Social Icons


Sunday, April 07, 2013


At some point, the topics (breakup, her son, how we're getting along, how I imagine that we'd get along in the future) had to be broached. If only to normalize things in the sense of "Yeah, sometimes this is stuff that we're going to talk about and that's ok."

It was far less scary than I initially thought (which was some bizarre version of a complete meltdown on my part, in which I scream "Your son ruined my life!!" -- which is wildly inaccurate, untrue, overly emotional and did not occur at all). It did lead to a fascinating conversation that started and stopped over the course of my visit and, coincidentally, carried over into a similar conversation with FQ, a friend of Frosty's who I also have come to see as a friend through the years. Different settings, locations, and circumstances, but generally the same topic. And only really peripherally connected to my particular breakup and relationship situation. Fascinating none the less, each in its separate context.

One conversation took place while throwing together a delicious vegetarian casserole; the other started after an intense round of Jenga in a bar:

Ok, in reality more like:

At the core, both conversations revolved around the age-old question, perhaps best summed up by the great philosopher Nestor Alexander Haddaway: "What is love? Baby don't hurt me, don't hurt me no more."

Just foxin' with y'all. Haddaway was never explicitly referenced in the conversations. But probably only because C.Dub would have no idea what I was talking about. I will admit that the song did pop up in my head a few times. We really did talk about love, however. Specifically, the question of what distinguishes romantic love from friendship love (aside from the two different qualifiers). It was interesting to talk about, since I really do feel that there's a difference, but even when I look at my own experiences, there have been a lot of wacky crossovers. So I spent a lot of time invalidating my own positions.

On the whole, I'd say that I haven't been "in love" with a large number of people. I'm perfectly fine with that. I'd also say that, comparatively speaking, the number of people that I've slept with is about 3 or 4 times higher than the number of people with whom I've been "in love". I'm also perfectly fine with that. So, for me, love and sex can definitely be two wholly separate events, i.e. one isn't necessarily needed for the other. But if that's the case -- and, in my experience, it has been -- then how does one differentiate the love that one feels for an awesome friend and the love that one feels in a relationship? The lowest common denominator seems to be on the sexual level (or chemicals or hormones, what have you). At this point, that seems pretty unsatisfactory to me. But I'll readily admit that my current opinion has been influenced by a wide variety of external factors (everything I've observed with friends, family, and just general socialization + vast amounts of media consumption).

Having given these two separate conversations a lot of thought, I also find myself unable to come up with an alternative that rings true for me. At first it was kind of unsettling -- basically putting into question an entire concept that many people, myself included, just see as one of those things that "just is" -- but framing it into a really personal context made all the difference.
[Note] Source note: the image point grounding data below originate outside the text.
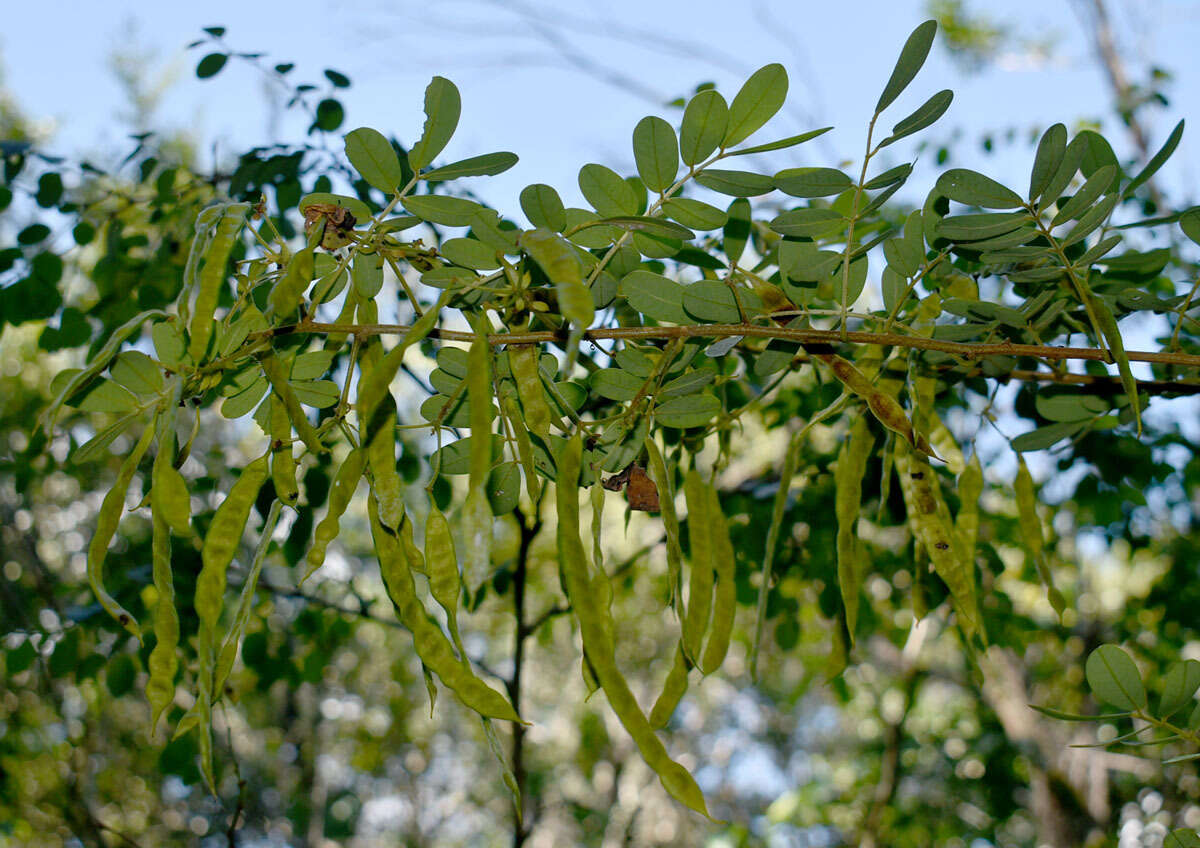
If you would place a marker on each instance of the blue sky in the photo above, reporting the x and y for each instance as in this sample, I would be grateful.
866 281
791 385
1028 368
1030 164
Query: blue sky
522 92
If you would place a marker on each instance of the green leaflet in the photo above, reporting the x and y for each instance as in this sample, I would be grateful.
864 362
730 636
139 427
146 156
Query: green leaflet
607 191
755 103
107 519
703 126
441 209
937 540
346 480
245 601
485 164
137 372
673 689
1068 164
1086 196
375 158
809 182
1180 685
779 144
694 214
544 208
1115 679
595 627
657 152
1157 161
912 56
443 104
100 361
431 644
213 276
1047 160
849 480
976 190
735 182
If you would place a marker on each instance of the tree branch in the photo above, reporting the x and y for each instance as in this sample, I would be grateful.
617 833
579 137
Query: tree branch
970 350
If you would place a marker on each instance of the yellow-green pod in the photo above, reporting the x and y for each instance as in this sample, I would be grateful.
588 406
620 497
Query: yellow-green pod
939 540
431 687
510 780
523 362
245 602
700 584
346 480
477 510
375 382
413 553
167 506
589 675
847 500
665 485
163 662
927 421
442 561
591 613
283 462
168 492
791 462
1033 533
277 376
213 276
966 523
725 595
107 519
377 429
525 446
220 546
432 647
673 689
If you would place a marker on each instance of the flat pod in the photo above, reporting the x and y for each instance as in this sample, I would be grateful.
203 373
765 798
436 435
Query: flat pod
595 626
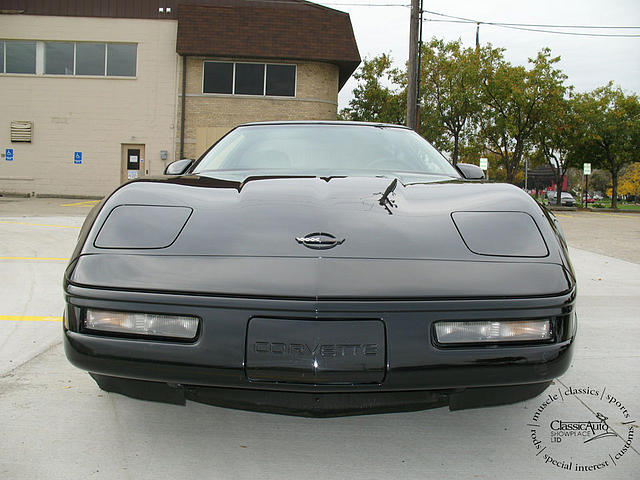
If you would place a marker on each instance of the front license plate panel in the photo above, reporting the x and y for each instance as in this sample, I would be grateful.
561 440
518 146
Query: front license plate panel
315 351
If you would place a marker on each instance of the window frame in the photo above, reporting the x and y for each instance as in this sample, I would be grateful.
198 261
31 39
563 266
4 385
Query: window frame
40 66
264 80
35 63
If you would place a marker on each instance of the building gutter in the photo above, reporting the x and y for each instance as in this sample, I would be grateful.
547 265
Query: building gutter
184 100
For instance, I could say something like, "I love Schmiddy". And that's an entirely truthful statement. It's more than just "I care about the things going on in his life" and so on. I love him in the exact same way that I would say that I love one of my own biological siblings. But, yeah, I'd never say that I was in love with one of my siblings. Convention/genetics dictate that you shouldn't be in love with your siblings...because...yeah...incest...and...eww...gross. But when I say "I love Frosty" and think of what that all entails, minus the sex parts, well -- there's really surprisingly little difference than just some kind of currently inexpressible "feeling" that it's all somehow different. But maybe it's not. That's okay, right?

It's particularly relevant at this time, given the whole first date situation. Was the awkwardness just because we were both out of the game so long? Or because we truly have nothing in common. Even the sentence, "I felt like there was zero chemistry between us" seems to reduce it to these biological functions.

Just knowing someone also doesn't mean that this chemistry will be there...

Which brings me to another, slightly interconnected story...


Anonymous said...

Towards the distinction between love and friendship you might find some interesting points in this discussion, which is in german:

lebrookski said...

Hm, thanks for the link. I'll have to listen to the discussion when I'm in a place where I can concentrate.

Right now, I'm a little bit stuck to be honest, so some input from other sources might be just the thing I need!